July 12, 2011

On Guilt, Shame, and Repentance

When I was a younger I used to think that because I felt guilty about my sins, that meant I was repentant. It took me a while to puzzle out the difference. I was confusing to myself when I observed that I kept on sinning; hadn't I repented? I thought I had, but I was wrong.

Guilt is an afflictive emotion that arises when we become conscious of having done something against our conscience, our best selves, or who we have decided we want to be. Like other afflictive emotions such as anger and dejection, guilt isn't really moral in itself. The moral decision arises when we decide what to do with our guilt, and there are two choices.

Guilt presents a temptation and an invitation.

The temptation is to transform guilt into shame. We go from realizing that we have done something wrong to believing that we ourselves are bad. We go from hating the evil we have done to hating ourselves. In this movement we are tricked into an inverse form of pride that is just as self-involved as any positive vanity. In our concentration on ourselves, we start to miss out on grace. We lose interior sight of the God who alone can free us from the rotten luxury of our particular self-involvment, and we end up reinforcing the selfish roots of sin that got us into the whole mess in the first place.

The invitation is to turn guilt into repentance. Repentance wants to get rid of guilt not because it will make us feel better, but because we want to be better. We want to be rid of sin because, having discovered that we are beloved of God, we trust God enough to confess that we are a creature lovable enough to deserve better care, and more happiness. Even if we don't yet love ourselves well, we can desire to care for ourselves better as Another's beloved.

In other words, the path to real repentance is not so much in hating sin, but in loving the God who has loved us first.


Jen said...

Thank you, Fr. Charles. Your words hit me in a really deep and personal way today.

God bless you!

Daniel @ Campinas said...

Thank you so much for this post. Just the other day I was thinking about this, and how I "fight" sin, just so that I can receive Communion. I thought, I am not "not" doing this because it is wrong, or because I feel guilty afterwards, but because I want to be able to receive Communion, what it is, what it means. i thought, something is wrong with my thought process. Anyways, very thought provoking, so thank you.

Brother Charles said...

@Jen: Thank you for your encouragement!

@Daniel: You raise a delicate question. The desire for Holy Communion is a good thing. If that desire helps us to avoid sin, that's a good thing too. However, it might feel like the 'thought process' is off because our desire for God is rarely without defect. Our motivations are 'weeds and wheat' as the Lord himself said. Nevertheless, however imperfectly we will ourselves to prayer or to the sacraments, it is the Risen Lord is with us in prayer and who unites himself to us in the sacraments. He comes to us in his perfection, even though we arrive in his presence in the imperfection of our motives.

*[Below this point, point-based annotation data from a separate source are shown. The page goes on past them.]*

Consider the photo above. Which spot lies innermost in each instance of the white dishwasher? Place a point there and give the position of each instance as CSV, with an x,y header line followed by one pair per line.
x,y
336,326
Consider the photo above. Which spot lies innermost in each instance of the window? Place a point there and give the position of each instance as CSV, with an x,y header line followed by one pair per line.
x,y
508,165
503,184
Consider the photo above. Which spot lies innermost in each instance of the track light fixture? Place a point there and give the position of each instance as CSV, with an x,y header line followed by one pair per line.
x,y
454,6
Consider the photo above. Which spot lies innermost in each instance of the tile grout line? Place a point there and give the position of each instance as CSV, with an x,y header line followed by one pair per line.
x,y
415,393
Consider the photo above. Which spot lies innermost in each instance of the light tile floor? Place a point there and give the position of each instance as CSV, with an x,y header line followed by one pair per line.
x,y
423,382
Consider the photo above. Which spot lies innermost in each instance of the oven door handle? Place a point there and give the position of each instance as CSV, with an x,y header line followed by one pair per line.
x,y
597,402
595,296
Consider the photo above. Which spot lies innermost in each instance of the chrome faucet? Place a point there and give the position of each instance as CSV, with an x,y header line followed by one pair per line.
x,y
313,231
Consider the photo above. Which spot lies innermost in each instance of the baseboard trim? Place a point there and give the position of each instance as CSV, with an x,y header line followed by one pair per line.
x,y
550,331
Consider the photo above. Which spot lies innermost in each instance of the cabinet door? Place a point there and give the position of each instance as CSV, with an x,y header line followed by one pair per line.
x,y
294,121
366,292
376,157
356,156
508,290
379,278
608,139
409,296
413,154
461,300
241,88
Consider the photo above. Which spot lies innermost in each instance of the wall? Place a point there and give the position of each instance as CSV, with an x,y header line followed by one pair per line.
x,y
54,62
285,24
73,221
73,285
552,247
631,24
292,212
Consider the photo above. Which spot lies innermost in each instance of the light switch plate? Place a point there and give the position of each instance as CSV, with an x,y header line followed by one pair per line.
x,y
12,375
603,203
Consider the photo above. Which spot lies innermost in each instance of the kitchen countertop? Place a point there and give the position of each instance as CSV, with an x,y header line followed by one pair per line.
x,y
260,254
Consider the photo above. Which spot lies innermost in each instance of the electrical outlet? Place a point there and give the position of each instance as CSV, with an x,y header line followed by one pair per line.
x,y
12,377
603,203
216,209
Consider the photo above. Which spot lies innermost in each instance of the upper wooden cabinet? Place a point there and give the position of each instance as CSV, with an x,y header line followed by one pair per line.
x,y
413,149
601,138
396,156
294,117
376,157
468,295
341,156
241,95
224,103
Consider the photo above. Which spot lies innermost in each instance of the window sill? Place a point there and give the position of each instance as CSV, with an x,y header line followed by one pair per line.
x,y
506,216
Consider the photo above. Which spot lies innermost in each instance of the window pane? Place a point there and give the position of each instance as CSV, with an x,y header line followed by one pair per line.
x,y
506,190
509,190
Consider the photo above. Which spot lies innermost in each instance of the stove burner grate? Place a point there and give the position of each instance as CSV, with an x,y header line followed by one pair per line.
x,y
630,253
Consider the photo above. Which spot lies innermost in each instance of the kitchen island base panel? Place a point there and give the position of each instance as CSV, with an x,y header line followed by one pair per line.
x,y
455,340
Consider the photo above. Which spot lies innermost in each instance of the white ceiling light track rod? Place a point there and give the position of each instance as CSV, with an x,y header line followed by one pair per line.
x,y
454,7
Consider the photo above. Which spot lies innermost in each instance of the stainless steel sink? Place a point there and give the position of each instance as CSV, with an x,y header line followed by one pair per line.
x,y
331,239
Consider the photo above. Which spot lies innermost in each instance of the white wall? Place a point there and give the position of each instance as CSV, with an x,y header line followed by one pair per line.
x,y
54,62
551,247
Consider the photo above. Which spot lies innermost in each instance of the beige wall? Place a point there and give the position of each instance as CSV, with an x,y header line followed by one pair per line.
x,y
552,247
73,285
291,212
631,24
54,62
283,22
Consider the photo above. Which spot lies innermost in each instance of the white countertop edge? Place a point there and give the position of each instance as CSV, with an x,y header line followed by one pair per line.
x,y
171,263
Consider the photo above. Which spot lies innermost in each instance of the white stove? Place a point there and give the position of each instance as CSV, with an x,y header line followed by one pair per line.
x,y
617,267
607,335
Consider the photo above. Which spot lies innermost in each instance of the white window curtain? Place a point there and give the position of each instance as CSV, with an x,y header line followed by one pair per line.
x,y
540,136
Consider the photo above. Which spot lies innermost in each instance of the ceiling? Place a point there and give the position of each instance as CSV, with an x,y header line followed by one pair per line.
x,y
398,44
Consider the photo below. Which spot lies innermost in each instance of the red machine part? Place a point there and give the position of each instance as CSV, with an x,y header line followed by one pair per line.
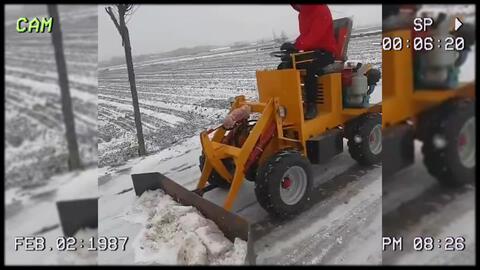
x,y
260,145
347,74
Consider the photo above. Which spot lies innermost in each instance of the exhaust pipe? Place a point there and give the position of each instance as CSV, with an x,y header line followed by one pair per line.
x,y
229,223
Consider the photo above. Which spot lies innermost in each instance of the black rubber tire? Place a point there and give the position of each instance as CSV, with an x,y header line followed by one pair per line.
x,y
215,178
360,151
268,180
443,162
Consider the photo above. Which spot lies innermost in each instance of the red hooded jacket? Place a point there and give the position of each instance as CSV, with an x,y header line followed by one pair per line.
x,y
316,28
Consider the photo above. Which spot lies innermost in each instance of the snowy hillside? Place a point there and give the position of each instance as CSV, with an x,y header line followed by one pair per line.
x,y
179,96
35,145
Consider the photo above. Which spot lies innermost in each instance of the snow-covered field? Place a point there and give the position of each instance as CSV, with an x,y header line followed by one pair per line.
x,y
35,145
179,96
36,174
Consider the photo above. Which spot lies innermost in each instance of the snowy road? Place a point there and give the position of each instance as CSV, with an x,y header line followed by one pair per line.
x,y
346,216
414,204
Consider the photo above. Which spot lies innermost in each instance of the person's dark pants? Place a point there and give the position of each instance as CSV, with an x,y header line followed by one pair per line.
x,y
321,59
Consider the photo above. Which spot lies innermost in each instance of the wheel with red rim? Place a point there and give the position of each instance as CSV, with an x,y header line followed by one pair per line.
x,y
284,183
449,143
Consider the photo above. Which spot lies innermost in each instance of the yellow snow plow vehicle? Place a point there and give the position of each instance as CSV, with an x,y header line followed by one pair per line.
x,y
422,99
269,142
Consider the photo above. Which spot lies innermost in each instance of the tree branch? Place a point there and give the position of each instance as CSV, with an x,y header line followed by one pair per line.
x,y
115,22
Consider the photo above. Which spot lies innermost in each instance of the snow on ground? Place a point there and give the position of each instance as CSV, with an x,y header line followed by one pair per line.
x,y
32,212
176,234
415,204
346,219
35,146
193,88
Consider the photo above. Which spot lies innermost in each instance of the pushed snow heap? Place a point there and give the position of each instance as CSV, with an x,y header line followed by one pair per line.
x,y
177,234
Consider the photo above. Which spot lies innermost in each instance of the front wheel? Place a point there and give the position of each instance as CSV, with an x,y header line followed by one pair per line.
x,y
449,143
284,183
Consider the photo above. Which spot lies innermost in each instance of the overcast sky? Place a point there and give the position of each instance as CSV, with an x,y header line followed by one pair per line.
x,y
159,28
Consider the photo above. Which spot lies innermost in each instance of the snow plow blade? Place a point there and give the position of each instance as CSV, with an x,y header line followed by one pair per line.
x,y
77,214
229,223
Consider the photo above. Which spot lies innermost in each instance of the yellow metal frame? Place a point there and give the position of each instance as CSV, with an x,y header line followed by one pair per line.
x,y
276,88
400,100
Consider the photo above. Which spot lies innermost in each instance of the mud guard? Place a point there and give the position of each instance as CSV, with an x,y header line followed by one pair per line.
x,y
229,223
77,214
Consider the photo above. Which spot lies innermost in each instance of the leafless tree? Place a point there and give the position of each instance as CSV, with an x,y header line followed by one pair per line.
x,y
68,116
118,16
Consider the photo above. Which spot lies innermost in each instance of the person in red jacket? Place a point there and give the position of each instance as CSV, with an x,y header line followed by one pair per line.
x,y
317,35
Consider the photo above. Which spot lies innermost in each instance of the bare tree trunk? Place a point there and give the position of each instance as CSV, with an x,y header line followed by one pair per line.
x,y
133,87
68,117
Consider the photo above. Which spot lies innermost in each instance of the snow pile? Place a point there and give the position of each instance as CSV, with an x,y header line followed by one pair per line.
x,y
80,256
177,234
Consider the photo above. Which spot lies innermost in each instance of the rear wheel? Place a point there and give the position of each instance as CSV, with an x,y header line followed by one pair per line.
x,y
449,144
215,178
284,183
365,139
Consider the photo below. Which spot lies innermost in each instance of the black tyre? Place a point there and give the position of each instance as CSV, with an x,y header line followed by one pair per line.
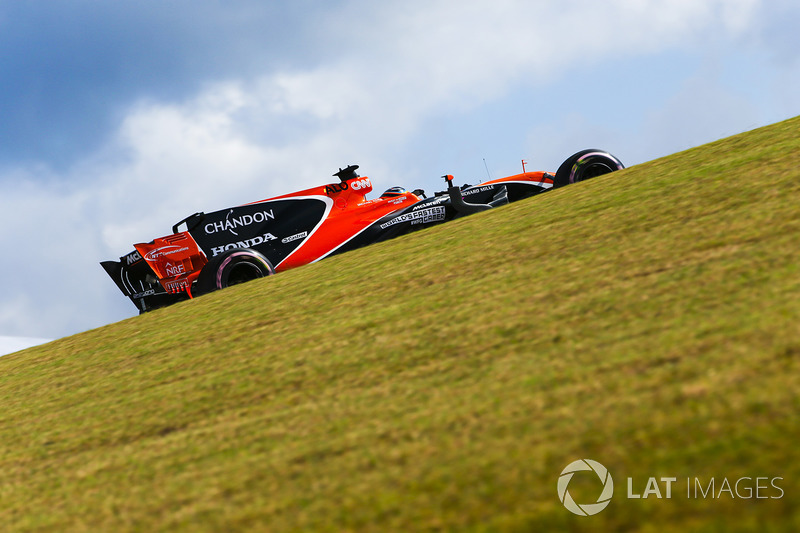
x,y
585,165
234,267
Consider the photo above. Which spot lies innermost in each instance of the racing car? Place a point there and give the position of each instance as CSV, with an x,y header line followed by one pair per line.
x,y
211,251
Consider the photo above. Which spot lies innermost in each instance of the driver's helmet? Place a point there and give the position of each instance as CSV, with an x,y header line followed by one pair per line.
x,y
394,191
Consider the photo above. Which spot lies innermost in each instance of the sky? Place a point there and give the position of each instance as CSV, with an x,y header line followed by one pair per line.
x,y
117,119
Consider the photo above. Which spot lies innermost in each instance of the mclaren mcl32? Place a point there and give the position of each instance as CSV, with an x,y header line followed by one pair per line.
x,y
211,251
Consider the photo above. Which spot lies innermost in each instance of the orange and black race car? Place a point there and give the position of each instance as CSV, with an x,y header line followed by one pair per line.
x,y
239,244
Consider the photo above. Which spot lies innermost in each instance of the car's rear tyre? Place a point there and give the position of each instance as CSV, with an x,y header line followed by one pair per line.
x,y
234,267
585,165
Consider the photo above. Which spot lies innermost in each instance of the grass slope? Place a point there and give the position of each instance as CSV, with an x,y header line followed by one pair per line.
x,y
646,319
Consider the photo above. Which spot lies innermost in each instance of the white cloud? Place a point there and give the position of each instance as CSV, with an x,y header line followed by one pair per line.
x,y
14,344
385,69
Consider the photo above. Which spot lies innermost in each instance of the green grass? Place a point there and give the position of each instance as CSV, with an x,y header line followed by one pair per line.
x,y
648,319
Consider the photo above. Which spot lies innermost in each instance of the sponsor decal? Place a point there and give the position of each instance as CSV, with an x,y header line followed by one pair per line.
x,y
177,285
437,201
423,216
232,223
477,190
175,270
356,185
294,237
247,243
149,292
132,258
334,188
361,184
162,251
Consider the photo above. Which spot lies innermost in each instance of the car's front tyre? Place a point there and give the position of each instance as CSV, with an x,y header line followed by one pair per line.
x,y
585,165
231,268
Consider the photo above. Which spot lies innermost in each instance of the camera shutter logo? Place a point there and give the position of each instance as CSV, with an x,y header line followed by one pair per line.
x,y
586,509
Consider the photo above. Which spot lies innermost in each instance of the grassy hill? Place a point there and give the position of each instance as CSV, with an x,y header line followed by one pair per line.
x,y
648,319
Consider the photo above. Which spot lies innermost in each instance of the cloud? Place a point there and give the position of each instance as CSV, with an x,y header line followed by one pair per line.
x,y
14,344
366,85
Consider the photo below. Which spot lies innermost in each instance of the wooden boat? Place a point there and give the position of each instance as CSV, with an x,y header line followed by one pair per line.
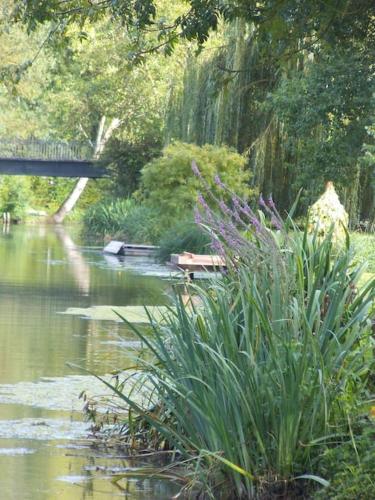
x,y
127,249
191,262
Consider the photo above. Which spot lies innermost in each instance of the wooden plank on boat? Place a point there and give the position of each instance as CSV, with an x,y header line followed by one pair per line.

So be confident. Jesus promised that the weeds and wheat would grow together, but that the wheat would be harvested unto eternal life.

Daniel @ Campinas said...

when in doubt, I always default to "I believe, help thou mine unbelief". I say it constantly, daily at Transubstantiation, crunch time during soccer games, sporting events, whenever I want to scream at the students ... and those to sin or not to sin moments. Sin of omission and like Carlin said "It was a sin for you to wanna feel up Ellen. It was a sin for you to plan to feel up Ellen. It was a sin for you to figure out a place to feel up Ellen. It was a sin to take Ellen to the place to feel her up. It was a sin to try to feel her up and it was a sin to feel her up. There were six sins in one feel, man!"
I really took that to heart, I confess the whole shebang, no pun intended. Sometimes my confessor, and this is the weird part we both know who is on the other side and we still go through the routine, he'll tell me things like it's the first time saying it and I act like it's the first time hearing it. Every once in a while he gives a good ear tug and says "quit playing games, you know what's right and what ain't and what matters and what doesn't", but never "lets on" that he knows it's me on the other side, even though he does. I mean, I'm the only one that confesses with him in English so he knows it's me.

Anonymous said...

A medicinal blog post for those post-abortive. Thank you.